Besondere Stadtführungen
Wer arm ist, neigt dazu, dies zu verbergen. Umso mutiger ist es, wenn sich von Armut betroffene Männer und Frauen aufmachen, anderen Menschen ihre Lebenswelt zu zeigen. Die Schweizer Straßenzeitungskollegin Sybille Roter hat in Basel, Zürich und Bern soziale Stadtrundgänge ins Leben gerufen – und vor kurzem sogar ein internationales Netzwerk mit dem Ziel, den Stadtführerinnen und Stadtführern einen professionellen Austausch unter Gleichgesinnten zu ermöglichen.
Mail-Titelinterview mit Sybille Roter
von Chefredakteurin Michaela Gründler
Was empfinden Sie in Ihrem Leben als besonders?
Sybille Roter: Ich staune immer wieder, wie viele Chancen das Leben bereithält – selbst die vielen verpassten Chancen waren bisher ein Sprungbrett für die eigene Entwicklung. Zudem empfinde ich es als besonders, eine große Vielfalt an Meinungen, Ideen, Haltungen und Ausdrucksformen von Menschen quer durch die Gesellschaft zu erleben – für mich die Basis für Respekt und Offenheit.
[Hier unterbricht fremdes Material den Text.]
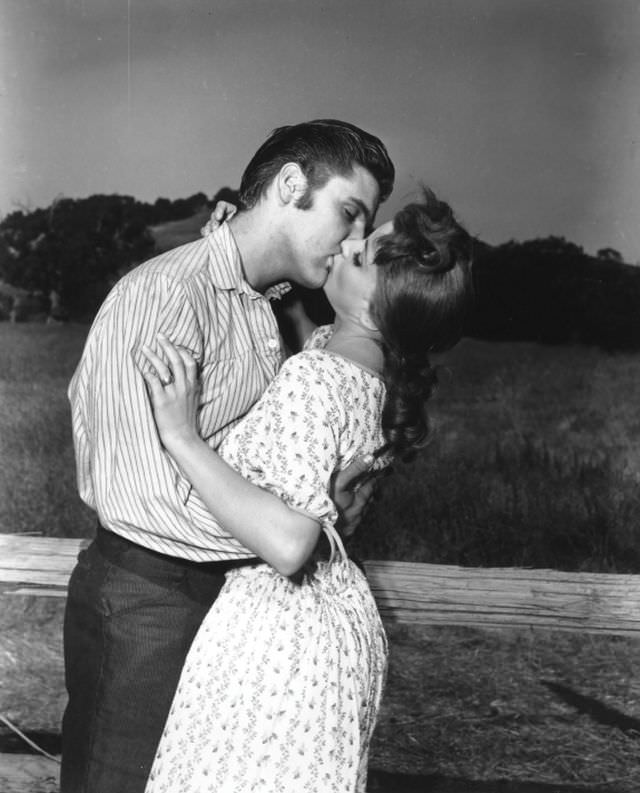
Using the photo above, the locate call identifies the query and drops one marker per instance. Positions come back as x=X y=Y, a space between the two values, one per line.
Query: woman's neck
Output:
x=359 y=344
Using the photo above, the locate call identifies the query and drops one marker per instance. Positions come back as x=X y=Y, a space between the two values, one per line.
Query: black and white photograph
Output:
x=319 y=387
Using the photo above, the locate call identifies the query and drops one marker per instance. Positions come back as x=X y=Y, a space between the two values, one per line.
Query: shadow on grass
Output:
x=388 y=782
x=598 y=711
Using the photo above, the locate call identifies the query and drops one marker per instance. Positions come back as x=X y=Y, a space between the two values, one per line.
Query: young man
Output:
x=140 y=591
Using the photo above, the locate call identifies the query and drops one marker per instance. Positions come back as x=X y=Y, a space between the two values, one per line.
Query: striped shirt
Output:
x=198 y=297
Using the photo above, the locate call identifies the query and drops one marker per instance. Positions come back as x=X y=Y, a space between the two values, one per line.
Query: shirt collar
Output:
x=226 y=270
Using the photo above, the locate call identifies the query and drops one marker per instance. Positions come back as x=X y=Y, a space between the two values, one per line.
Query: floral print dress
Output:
x=281 y=688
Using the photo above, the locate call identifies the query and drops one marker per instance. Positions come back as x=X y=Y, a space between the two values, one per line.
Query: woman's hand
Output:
x=173 y=386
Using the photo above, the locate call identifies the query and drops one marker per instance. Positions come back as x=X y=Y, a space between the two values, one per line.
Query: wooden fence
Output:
x=406 y=592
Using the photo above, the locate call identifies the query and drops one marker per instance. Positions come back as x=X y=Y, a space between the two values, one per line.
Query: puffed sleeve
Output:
x=289 y=443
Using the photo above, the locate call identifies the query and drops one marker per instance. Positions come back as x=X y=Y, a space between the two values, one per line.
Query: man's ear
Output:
x=291 y=183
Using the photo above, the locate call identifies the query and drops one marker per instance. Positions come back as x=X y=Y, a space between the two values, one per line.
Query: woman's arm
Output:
x=283 y=537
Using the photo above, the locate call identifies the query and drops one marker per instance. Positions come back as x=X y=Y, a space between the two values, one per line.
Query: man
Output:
x=141 y=590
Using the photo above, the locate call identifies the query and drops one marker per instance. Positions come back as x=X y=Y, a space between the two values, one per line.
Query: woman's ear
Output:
x=291 y=183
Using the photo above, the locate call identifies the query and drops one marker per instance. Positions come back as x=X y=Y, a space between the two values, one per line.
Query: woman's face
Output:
x=353 y=276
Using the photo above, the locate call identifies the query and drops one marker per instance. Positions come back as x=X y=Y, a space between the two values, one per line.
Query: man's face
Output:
x=343 y=209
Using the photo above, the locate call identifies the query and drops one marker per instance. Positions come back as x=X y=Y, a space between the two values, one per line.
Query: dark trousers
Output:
x=130 y=619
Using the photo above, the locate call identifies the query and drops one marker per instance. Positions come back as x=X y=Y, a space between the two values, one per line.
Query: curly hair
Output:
x=423 y=293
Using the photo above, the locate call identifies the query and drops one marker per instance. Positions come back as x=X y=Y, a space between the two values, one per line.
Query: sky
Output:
x=523 y=114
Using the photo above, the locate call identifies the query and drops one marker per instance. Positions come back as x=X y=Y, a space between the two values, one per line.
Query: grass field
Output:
x=534 y=461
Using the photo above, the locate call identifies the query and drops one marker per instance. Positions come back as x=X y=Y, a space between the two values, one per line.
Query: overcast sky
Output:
x=523 y=114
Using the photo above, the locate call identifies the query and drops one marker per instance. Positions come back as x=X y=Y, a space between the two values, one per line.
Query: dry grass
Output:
x=537 y=450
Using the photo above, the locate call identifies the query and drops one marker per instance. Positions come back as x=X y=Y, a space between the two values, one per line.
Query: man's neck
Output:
x=258 y=246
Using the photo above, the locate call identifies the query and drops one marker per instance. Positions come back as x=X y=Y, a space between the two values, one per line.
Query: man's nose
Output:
x=358 y=229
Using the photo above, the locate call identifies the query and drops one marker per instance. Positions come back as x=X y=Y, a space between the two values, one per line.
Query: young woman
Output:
x=282 y=685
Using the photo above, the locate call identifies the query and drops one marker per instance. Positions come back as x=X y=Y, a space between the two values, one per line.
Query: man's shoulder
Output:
x=180 y=261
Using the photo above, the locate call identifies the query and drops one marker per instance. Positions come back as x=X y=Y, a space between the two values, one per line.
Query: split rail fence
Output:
x=405 y=592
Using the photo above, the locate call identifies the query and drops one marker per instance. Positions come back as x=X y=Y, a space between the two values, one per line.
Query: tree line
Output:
x=548 y=290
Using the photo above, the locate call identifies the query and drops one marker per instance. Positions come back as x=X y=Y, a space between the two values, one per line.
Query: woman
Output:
x=282 y=685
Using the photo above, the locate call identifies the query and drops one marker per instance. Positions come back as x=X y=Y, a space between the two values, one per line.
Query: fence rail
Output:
x=405 y=592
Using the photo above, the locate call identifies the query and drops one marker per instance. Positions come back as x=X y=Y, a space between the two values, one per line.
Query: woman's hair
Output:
x=423 y=292
x=322 y=148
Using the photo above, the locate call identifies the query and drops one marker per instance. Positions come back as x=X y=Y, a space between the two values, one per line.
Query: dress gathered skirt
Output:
x=281 y=688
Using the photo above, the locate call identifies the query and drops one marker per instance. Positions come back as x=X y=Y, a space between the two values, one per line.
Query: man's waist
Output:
x=117 y=548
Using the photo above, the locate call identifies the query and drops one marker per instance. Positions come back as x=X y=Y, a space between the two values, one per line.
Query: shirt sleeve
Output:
x=121 y=451
x=289 y=443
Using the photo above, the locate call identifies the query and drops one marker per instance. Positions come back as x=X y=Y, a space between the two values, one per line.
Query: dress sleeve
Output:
x=289 y=443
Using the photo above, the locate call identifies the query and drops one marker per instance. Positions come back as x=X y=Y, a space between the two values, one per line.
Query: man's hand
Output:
x=351 y=491
x=222 y=211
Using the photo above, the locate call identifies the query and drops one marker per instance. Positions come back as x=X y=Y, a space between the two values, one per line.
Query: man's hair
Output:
x=322 y=148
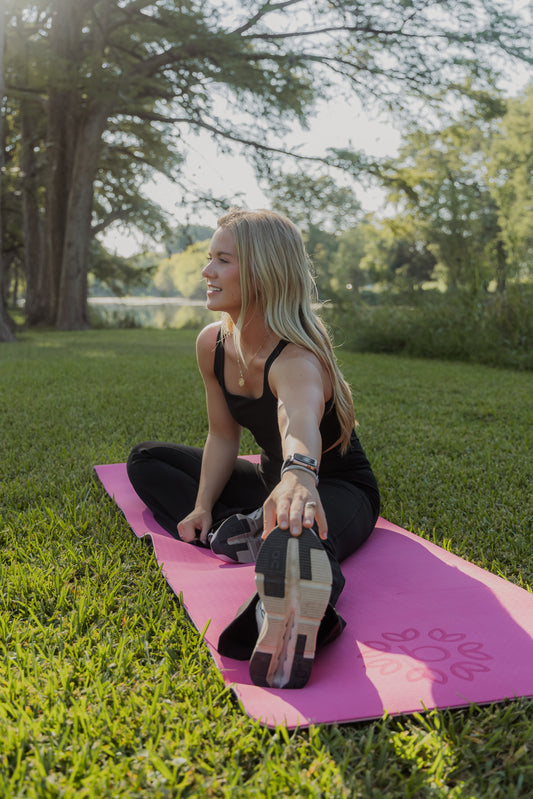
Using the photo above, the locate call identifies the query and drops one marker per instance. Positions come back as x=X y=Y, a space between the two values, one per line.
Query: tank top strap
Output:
x=218 y=366
x=270 y=360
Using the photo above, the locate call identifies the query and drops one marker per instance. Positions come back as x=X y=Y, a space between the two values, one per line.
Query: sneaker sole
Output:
x=293 y=579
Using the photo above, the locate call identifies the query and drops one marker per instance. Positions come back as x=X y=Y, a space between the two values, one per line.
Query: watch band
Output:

Sie organisieren seit 2013 soziale Stadtrundgänge, die von Straßenzeitungsverkäufer*innen der Schweizer Straßenzeitung Surprise in Basel, Bern und Zürich geführt werden. Was ist das Besondere an einem sozialen Stadtrundgang?
Sybille Roter: Die zweistündigen Stadtrundgänge sind eine einmalige Gelegenheit, in direkten Austausch mit Armutsbetroffenen und ehemaligen Obdachlosen zu kommen. Die Besuchergruppen erleben oft das erste Mal ihre eigene Stadt aus einer bisher unbekannten Perspektive. Denn unsere Stadtführer*innen zeigen den Gruppen ihr öffentliches Wohnzimmer, ihren privaten Notschlafplatz oder Institutionen wie Gassenküchen oder Notschlafstellen, die sie in ihren schwierigen Lebenssituationen unterstützen.
Anhand ihrer Lebensgeschichten informieren die Guides über ihren Alltag, die Lebensumstände, die sie in die Armut geführt haben sowie über Missbrauch, Gewalt, mangelnde Chancen in ihren Herkunftsfamilien und ihre Befreiung aus der Opferrolle.
Was sind die Gründe für Armut in der Schweiz?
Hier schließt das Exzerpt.